2025/05/11
5/11巻頭言「調べられることは覚える必要はない―AIの時代を生きる『支援者』」②
僕自身の日常も変化した。国の審議会や検討会議に出席することが多いが、正直言って『解らない用語』が飛び交う。周りはそうそうたる学者の方々で、とてもついていけない。そんな時は机の下でスマートフォンを使って即検索。「あああ、なるほどそういうことね」と理解する(うわべだけだけど)。そして何食わぬ顔で「ハイ」と手を上げ『10年前から知ってました』という顔つきで「それについては、こうこうこうです」などと発言する。いや便利、便利(それでいいのか?)。
今後、技術はますます進化するだろう。となると支援における支援員の働きはずいぶん変わることになると思う。これまで支援員は、相談者からヒアリング(聞き取り)をし、アセスメント(分析・評価)を元に『主訴』の確定、そして必要な個別支援計画(プラン)を立て実行する。

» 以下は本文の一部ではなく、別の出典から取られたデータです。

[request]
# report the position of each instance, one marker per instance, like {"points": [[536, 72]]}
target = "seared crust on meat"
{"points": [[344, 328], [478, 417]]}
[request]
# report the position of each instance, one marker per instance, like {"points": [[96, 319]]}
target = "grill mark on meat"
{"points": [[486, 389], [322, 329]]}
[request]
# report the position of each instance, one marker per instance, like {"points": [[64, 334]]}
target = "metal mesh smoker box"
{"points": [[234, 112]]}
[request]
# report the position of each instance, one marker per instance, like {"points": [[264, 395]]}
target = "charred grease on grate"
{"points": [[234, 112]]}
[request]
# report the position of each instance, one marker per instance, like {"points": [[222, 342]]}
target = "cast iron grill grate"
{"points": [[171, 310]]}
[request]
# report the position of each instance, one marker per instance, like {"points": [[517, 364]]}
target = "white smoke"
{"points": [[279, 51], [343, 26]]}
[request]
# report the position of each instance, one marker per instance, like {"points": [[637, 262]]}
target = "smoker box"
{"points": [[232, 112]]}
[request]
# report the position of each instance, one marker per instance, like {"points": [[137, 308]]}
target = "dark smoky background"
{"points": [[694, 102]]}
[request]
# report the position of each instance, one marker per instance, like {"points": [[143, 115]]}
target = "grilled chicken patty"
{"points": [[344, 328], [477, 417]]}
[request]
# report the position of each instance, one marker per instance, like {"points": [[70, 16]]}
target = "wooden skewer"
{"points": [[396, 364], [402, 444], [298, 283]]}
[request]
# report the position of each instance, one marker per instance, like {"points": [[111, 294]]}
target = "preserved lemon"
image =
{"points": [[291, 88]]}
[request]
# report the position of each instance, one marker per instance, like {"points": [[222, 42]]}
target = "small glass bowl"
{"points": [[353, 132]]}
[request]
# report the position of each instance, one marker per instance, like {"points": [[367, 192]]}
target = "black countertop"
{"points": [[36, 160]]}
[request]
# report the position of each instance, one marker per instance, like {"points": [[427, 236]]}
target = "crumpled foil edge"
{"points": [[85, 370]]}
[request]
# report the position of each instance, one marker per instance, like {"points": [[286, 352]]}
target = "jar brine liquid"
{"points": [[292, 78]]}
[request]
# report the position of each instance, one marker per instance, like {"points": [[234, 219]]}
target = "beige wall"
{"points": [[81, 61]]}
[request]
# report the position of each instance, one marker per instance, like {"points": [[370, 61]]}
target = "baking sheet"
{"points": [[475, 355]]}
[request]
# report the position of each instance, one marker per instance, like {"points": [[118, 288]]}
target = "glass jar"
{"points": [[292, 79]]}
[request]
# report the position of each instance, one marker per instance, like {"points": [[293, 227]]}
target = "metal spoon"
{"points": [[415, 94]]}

大切なのは「その人に合った支援計画を立てる」ということと必要な制度に結び付けるということ。当然のことだが、それには制度に関する知識が必要となる。支援計画を立てる上で「知識」は何よりも重要だ。不勉強な支援員にあたると使える制度も使えなくなる。法律は定期的に改正されるし、それに伴って運用の規定も変わる。しばしば「通知」が本省(厚労省など)から発出される。時には新しい法律が整備され制度が始まったりもする。支援員はそれを知った上で「最新の情報を踏まえた支援計画」を提示しなければならない。だから研修や勉強は欠かせない。

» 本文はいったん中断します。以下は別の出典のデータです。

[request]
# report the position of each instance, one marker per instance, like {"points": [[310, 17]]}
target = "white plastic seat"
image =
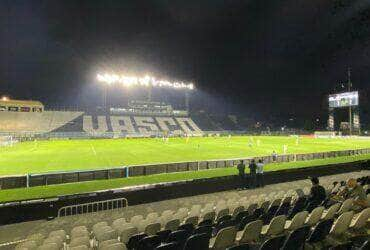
{"points": [[265, 205], [78, 229], [152, 217], [82, 247], [341, 224], [167, 214], [118, 222], [37, 237], [222, 213], [120, 227], [225, 238], [330, 213], [99, 225], [153, 228], [346, 206], [107, 235], [172, 224], [315, 216], [29, 244], [237, 210], [193, 220], [275, 227], [55, 239], [136, 219], [106, 243], [250, 233], [61, 233], [116, 246], [127, 233], [297, 221], [251, 208], [208, 207], [49, 246], [360, 219], [275, 202], [80, 241], [209, 216]]}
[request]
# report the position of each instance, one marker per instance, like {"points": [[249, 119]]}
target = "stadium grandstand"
{"points": [[210, 214], [200, 125]]}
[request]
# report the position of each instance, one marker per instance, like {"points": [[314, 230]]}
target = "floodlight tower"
{"points": [[146, 81], [350, 107]]}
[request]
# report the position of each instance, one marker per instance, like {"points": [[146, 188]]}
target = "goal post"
{"points": [[7, 140]]}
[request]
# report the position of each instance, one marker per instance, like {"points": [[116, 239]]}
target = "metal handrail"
{"points": [[92, 207]]}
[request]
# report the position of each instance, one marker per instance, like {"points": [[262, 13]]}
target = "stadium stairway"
{"points": [[104, 225]]}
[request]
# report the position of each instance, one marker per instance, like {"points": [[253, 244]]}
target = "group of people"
{"points": [[255, 177], [318, 196], [345, 190]]}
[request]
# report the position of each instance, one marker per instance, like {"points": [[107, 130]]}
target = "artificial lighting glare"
{"points": [[145, 81]]}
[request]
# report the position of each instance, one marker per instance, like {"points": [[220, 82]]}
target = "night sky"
{"points": [[257, 57]]}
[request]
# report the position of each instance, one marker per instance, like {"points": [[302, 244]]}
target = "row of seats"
{"points": [[271, 211]]}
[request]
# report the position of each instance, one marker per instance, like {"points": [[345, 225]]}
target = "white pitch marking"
{"points": [[93, 149]]}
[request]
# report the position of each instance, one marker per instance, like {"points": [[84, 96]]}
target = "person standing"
{"points": [[241, 170], [274, 156], [317, 195], [252, 174], [259, 172]]}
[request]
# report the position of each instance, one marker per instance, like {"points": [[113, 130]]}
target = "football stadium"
{"points": [[151, 162]]}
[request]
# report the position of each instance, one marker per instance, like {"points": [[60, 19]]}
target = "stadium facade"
{"points": [[139, 119]]}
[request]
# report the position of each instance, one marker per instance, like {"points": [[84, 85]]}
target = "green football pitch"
{"points": [[68, 155], [61, 155]]}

ただ、今後ネットを活用した検索機能が飛躍的に向上するとどうなるか。生成AI(人工知能)はすでに実用段階に入っている。こうなってくると『すべてを覚えること』はどこまで必要かが問われることになる。アインシュタインは、「調べられることは覚える必要はない」と言った。コンピューターの無い時代、アインシュタインはすでにそう考えていた。彼は天才だからそうかも知れないが、AIの登場は天才ではない私でさえ「そうかもな」と思わせてくれる。これまで支援員が「良い意味」でも「悪い意味」でも「独占」してきた制度の知識は、今や誰でも瞬時に調べられる(誰でもと言ってもコンピューター等の環境を持っている人といない人の格差は広がっているが)。

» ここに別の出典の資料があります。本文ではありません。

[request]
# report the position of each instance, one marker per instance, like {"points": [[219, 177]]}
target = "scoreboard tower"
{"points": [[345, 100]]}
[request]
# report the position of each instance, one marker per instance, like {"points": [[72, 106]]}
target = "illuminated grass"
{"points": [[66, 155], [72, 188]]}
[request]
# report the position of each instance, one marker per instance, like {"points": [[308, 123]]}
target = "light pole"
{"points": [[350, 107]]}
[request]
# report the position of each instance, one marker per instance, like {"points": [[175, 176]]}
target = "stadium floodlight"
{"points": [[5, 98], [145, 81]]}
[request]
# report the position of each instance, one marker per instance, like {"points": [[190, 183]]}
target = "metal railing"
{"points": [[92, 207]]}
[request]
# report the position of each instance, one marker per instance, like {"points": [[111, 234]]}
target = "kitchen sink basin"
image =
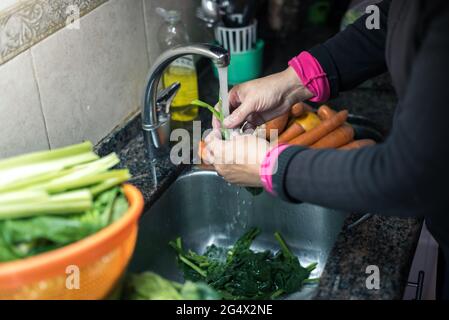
{"points": [[203, 209]]}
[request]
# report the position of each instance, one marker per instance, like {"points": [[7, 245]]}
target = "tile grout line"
{"points": [[145, 26], [33, 67]]}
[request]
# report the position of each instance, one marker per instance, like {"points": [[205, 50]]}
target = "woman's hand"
{"points": [[264, 99], [237, 160]]}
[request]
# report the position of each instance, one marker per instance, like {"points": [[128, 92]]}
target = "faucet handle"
{"points": [[166, 96]]}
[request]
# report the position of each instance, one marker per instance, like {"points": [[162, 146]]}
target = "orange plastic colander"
{"points": [[87, 269]]}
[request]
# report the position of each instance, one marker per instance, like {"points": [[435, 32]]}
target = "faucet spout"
{"points": [[150, 120]]}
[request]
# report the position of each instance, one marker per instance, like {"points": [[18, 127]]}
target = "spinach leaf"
{"points": [[241, 273], [21, 238]]}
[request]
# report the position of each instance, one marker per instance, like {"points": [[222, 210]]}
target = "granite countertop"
{"points": [[386, 242]]}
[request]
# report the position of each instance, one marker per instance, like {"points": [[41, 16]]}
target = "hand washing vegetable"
{"points": [[337, 138], [216, 113], [241, 273], [358, 144], [53, 198], [308, 121], [317, 133], [150, 286]]}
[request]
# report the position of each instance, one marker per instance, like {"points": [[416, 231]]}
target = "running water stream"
{"points": [[223, 78]]}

今後は生成AIが支援計画を創ることも当然あり得る。「悪い意味でも独占」と書いたのは、お金や権力のみならず「知識」においても「持っている側が上に立つ」ことが起こり得るからだ。『知っているというマウント』は、動きが悪い行政を動かす場合はともかく、支援においては「支配-被支配の関係」を生み出すことになりかねない。つまり知っている支援者が支配的になる。いわゆる「パターナリズム(父権主義:悪気がなくても強い立場の者が弱い立場の者の利益のために、その人の意思に反して行動に介入、干渉すること)」に陥る。『知っているというマウント』は支援現場でも起こり得る。誰でも自分で調べられ、AIに意見を聞ける時代となれば、そういうことも減る。